# Convergent sub-sequences of reciprocals of large sets using greedy algorithm.

Let $$A\subset\mathbb{N}$$ be large, that is $$\displaystyle\sum_{n\in A} \frac{1}{n}\$$ diverges. Write $$\ A = \{ a_1, a_2, a_3, \ldots \};\ a_1 < a_2 < a_3 < \ldots.$$

Let $$x\in\mathbb{R}_{>0},$$ and define:

• $$a_1(x)$$ to be the least positive member of $$A$$ such that $$\displaystyle \frac{1}{a_1(x)} < x.$$
• For each $$n\geq 1,$$ let $$a_n(x)$$ be the least positive member of $$A$$ greater than $$a_{n-1}(x)$$ such that $$\displaystyle\sum_{k=1}^{n} \frac{1}{a_k(x)} < x.$$ (greedy algorithm).

Prove or disprove: $$\exists\ N\in\mathbb{N}$$ such that $$a_N(x) \geq a_{N-1}(x)(a_{N-1}(x)-1) + 1.$$

Or does there exist an $$x>0$$ such that this is not true?

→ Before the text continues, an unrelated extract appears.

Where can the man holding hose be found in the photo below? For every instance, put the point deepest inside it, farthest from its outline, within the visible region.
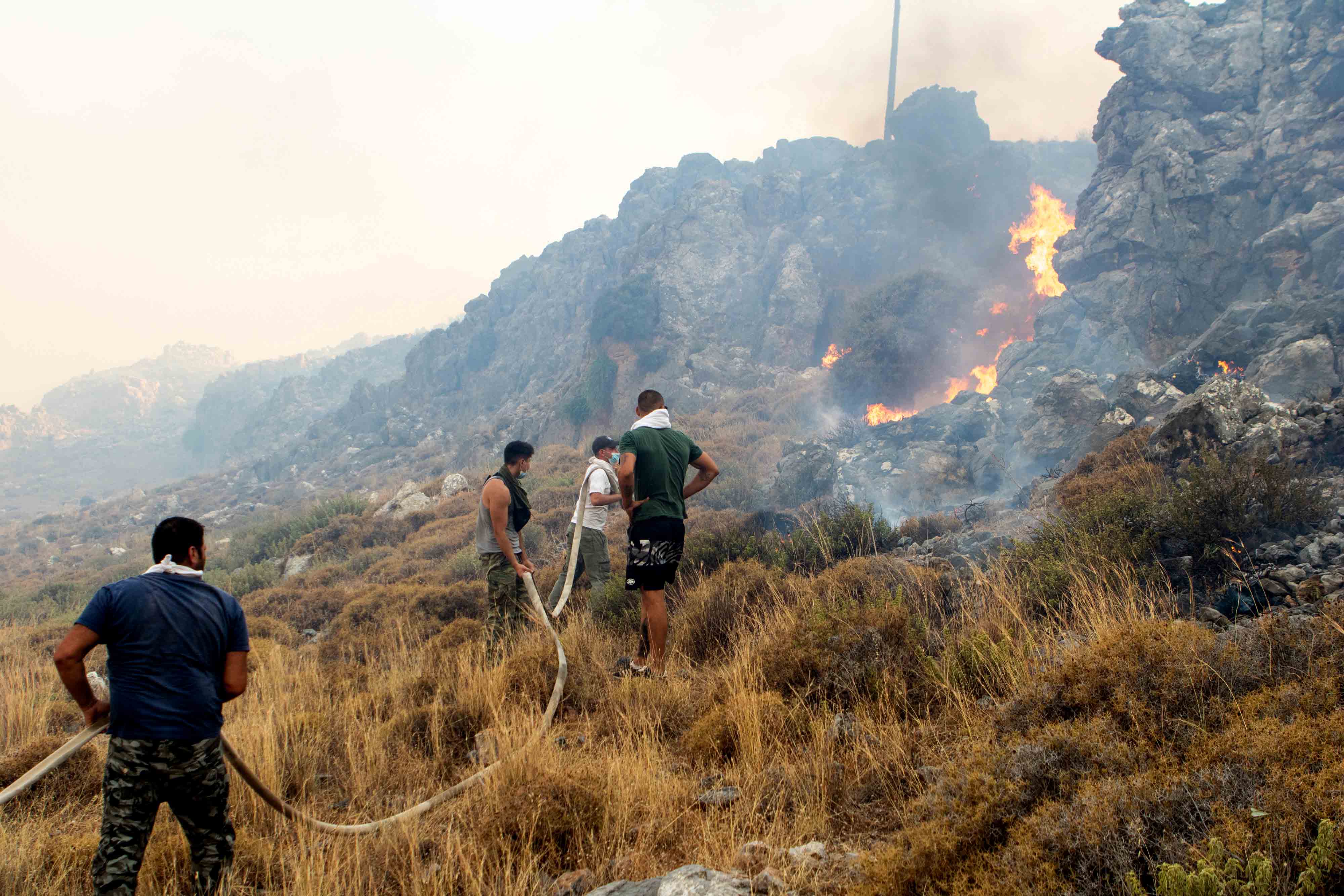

I think that for $$A=\mathbb{N}$$ this is true. In fact for this case, I think $$\exists\ N$$ such that $$\ a_n(x) \geq a_{n-1}(x)(a_{n-1}(x)-1) + 1\ \forall\ n\geq N.$$ This comes from the fact that, for example, $$\frac{1}{11} + \frac{1}{(11)(10)} = \frac{1}{10}.$$

But if $$A \neq \mathbb{N},$$ for example $$A=\mathbb{P},$$ then we cannot say that $$\frac{1}{11} + \frac{1}{(11)(7)} = \frac{1}{7}:$$ indeed, the left-hand side is less than the right-hand side. So how to proceed?

• For $A=\Bbb N$ I agree this is probably true; here's one entry point to the relevant topic in Egyptian fractions: en.wikipedia.org/wiki/… Commented Jun 16 at 22:21

The conjecture is false. For a counterexample, let $$A_m = [5^m, 2\cdot 5^m) \cap \Bbb Z$$ and set $$A=\bigcup_{m=1}^\infty A_n$$. Note that $$\sum_{k\in A_m} \frac1k \sim \log 2$$ for each $$m$$, and so $$A$$ is large. Now choose $$x=\sum_{m=1}^\infty \biggl( \frac1{5^m}+\frac1{5^m+1} \biggr) \approx 0.465062.$$ Then the greedy algorithm produces the "obvious" sequence $$(a_n(x)) = (5^1,5^1+1,5^2,5^2+1,5^3,5^3+1,\ldots)$$. Confirming this assertion uses the upper bound $$\sum_{m=\ell}^\infty \biggl( \frac1{5^m}+\frac1{5^m+1} \biggr) < \sum_{m=\ell}^\infty \biggl( \frac1{5^m}+\frac1{5^m} \biggr) = \frac1{2\cdot 5^\ell},$$ so that the element chosen after $$a_{2m-1}(x) = 5^m$$ and $$a_{2m}(x)=5^m+1$$ cannot come from $$A_m$$.